Она тщательно выговаривала слова. Итальянка по рождению, она задалась целью сделаться русской женщиной и русской артисткой. И приложила к этому немало стараний: говорила по-русски правильно, но с акцентом.
В пении этот недостаток был заметнее. Все же она имела успех в роли Татьяны. Да и кто не пленился бы ее голосом? Но она была слишком ярка для Татьяны, слишком энергична и порывиста.
Партию Лизы дирекция поручила другой певице, более подходящей для этой роли. Но Фигнер не пожелал приспособляться к другой партнерше. Никто лучше Медеи не умел оттенять талант и пение Фигнера. Она знала, какой нужно быть на сцене, чтобы все его достоинства были особенно заметны. В дуэте с ним она помнила, когда нужно приглушить голос, когда усилить, чтобы это было выгодно для Фигнера. Их дуэты были лучше отдельных выступлений. Голос Медеи, более красивый, более звучный и теплый, дополнял голос Фигнера, осенял его каким-то лучистым ореолом. То был гармоничный, совершенный ансамбль.
– Вы ему только внушите,– повторила Медея,– и он успокоится.
5
В благоустроенном имении Фигнера везде была видна рука рачительного хозяина. Но сам Николай Николаевич был не в духе: давала себя знать поврежденная ключица. Да и новая роль, за которую он вначале ухватился, теперь казалась ему неисполнимой. Он уже говорил Медее, что все бросит. Всякий раз, выучив роль, он начинал испытывать сомнения и мучил себя и Медею до самой премьеры.
«Я имени ее не знаю…» Фигнер начал эту арию вполголоса, но четко. Он всегда придавал большое значение декламации и теперь, в первую очередь, выразительно произносил слова.
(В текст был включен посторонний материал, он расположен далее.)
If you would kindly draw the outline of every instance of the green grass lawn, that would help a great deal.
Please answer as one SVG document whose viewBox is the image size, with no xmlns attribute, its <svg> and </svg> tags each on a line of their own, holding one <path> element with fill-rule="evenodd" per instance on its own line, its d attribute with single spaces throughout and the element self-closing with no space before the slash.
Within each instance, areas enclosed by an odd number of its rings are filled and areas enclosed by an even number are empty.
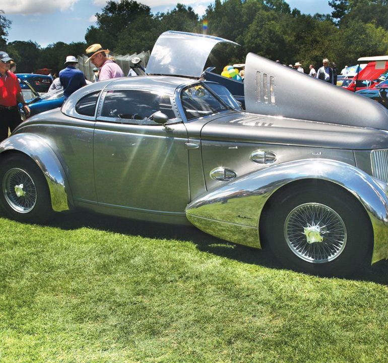
<svg viewBox="0 0 388 363">
<path fill-rule="evenodd" d="M 193 227 L 0 218 L 0 362 L 384 362 L 388 262 L 283 270 Z"/>
</svg>

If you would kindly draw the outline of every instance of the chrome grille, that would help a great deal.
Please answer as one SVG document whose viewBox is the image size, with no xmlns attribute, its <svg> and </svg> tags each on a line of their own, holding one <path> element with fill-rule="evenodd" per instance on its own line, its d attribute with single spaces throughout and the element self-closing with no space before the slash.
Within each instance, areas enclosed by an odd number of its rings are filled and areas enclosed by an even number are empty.
<svg viewBox="0 0 388 363">
<path fill-rule="evenodd" d="M 373 150 L 372 175 L 388 183 L 388 149 Z"/>
</svg>

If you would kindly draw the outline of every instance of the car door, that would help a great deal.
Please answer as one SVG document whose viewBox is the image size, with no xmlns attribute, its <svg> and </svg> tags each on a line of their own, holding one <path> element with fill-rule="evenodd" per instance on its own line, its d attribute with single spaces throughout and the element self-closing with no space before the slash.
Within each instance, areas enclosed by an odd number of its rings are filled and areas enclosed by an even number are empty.
<svg viewBox="0 0 388 363">
<path fill-rule="evenodd" d="M 156 91 L 105 92 L 94 142 L 99 204 L 184 211 L 189 202 L 187 134 L 171 98 Z M 168 116 L 168 126 L 148 118 L 157 111 Z"/>
</svg>

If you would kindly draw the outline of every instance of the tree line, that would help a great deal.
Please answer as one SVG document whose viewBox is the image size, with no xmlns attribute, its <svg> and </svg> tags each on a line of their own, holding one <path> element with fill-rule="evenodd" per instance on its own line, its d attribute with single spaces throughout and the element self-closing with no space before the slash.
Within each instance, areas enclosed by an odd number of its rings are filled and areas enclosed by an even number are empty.
<svg viewBox="0 0 388 363">
<path fill-rule="evenodd" d="M 181 4 L 171 11 L 151 13 L 134 0 L 109 1 L 96 14 L 85 42 L 57 42 L 42 48 L 36 42 L 7 42 L 12 27 L 0 10 L 0 49 L 12 55 L 18 72 L 63 68 L 67 55 L 81 55 L 87 44 L 99 43 L 115 54 L 151 50 L 159 35 L 177 30 L 225 38 L 240 44 L 229 59 L 243 62 L 249 52 L 285 64 L 299 62 L 306 69 L 322 57 L 339 68 L 360 56 L 388 54 L 388 0 L 331 0 L 330 14 L 301 14 L 284 0 L 215 0 L 200 17 Z M 204 24 L 207 29 L 204 29 Z"/>
</svg>

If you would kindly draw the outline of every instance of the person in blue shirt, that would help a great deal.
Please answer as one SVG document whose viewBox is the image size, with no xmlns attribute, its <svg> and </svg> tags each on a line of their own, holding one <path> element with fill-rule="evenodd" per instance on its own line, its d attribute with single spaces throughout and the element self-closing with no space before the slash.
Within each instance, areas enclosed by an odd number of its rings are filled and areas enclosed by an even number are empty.
<svg viewBox="0 0 388 363">
<path fill-rule="evenodd" d="M 66 100 L 72 93 L 86 84 L 84 74 L 76 68 L 78 63 L 73 55 L 66 57 L 64 65 L 66 68 L 59 72 L 59 80 L 63 86 L 63 96 Z"/>
</svg>

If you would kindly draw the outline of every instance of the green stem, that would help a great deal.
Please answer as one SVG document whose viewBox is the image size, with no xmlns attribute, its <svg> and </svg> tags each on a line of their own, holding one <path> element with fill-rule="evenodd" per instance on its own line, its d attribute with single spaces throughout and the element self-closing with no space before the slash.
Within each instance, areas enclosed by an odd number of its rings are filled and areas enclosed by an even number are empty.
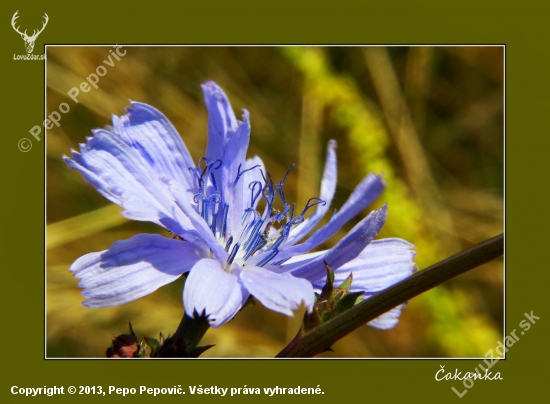
<svg viewBox="0 0 550 404">
<path fill-rule="evenodd" d="M 209 328 L 210 324 L 208 324 L 208 320 L 203 316 L 191 318 L 184 313 L 175 335 L 183 340 L 185 349 L 187 352 L 190 352 L 196 348 Z"/>
<path fill-rule="evenodd" d="M 457 275 L 499 257 L 503 252 L 504 235 L 501 234 L 453 255 L 373 295 L 311 331 L 304 333 L 303 330 L 300 330 L 276 357 L 308 358 L 324 352 L 340 338 L 388 310 Z"/>
</svg>

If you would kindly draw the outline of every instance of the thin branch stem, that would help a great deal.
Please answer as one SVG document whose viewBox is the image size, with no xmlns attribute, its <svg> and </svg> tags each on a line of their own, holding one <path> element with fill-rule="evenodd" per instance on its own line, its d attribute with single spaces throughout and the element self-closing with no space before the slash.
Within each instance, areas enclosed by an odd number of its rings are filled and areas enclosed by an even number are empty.
<svg viewBox="0 0 550 404">
<path fill-rule="evenodd" d="M 419 271 L 307 333 L 300 330 L 277 358 L 313 357 L 356 328 L 409 299 L 504 253 L 504 235 L 493 237 Z"/>
</svg>

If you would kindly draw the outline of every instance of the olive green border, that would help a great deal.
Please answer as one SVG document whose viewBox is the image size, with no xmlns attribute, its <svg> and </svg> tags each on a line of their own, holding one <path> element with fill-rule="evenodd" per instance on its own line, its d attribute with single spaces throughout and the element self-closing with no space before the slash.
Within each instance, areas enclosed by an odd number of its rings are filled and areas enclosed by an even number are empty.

…Нет, этого не следовало делать: слова не только не растворялись в музыке, как им полагается, они убивали ее. Чайковский обычно не замечал неудачных слов в опере; он слушал только музыку – то, что она выражает. Но сейчас, в арии Германа, слова как-то оскорбительно выделялись.
Как он не замечал? «Ты стал другой какой-то»,– говорит Томский, словно он так чуток и так хорошо знает Германа, что замечает в нем малейшую перемену. Но это еще не самое плохое. Герман признается Томскому, что любит незнакомку. Если он потеряет надежду (а выражено это гораздо грубее), тогда остается одно… «Что?» – бессмысленно спрашивает «чуткий» Томский. «Умереть!» – глухо, как из бочки, ответствует Герман. Весь диалог груб, прозаичен, монолог напыщен. А между тем, построенная на мотиве трех карт, ария Германа в музыкальном отношении безусловно интересна. Герман еще не знает Пиковую Даму, но музыка открывает нам его мрачное будущее: три карты.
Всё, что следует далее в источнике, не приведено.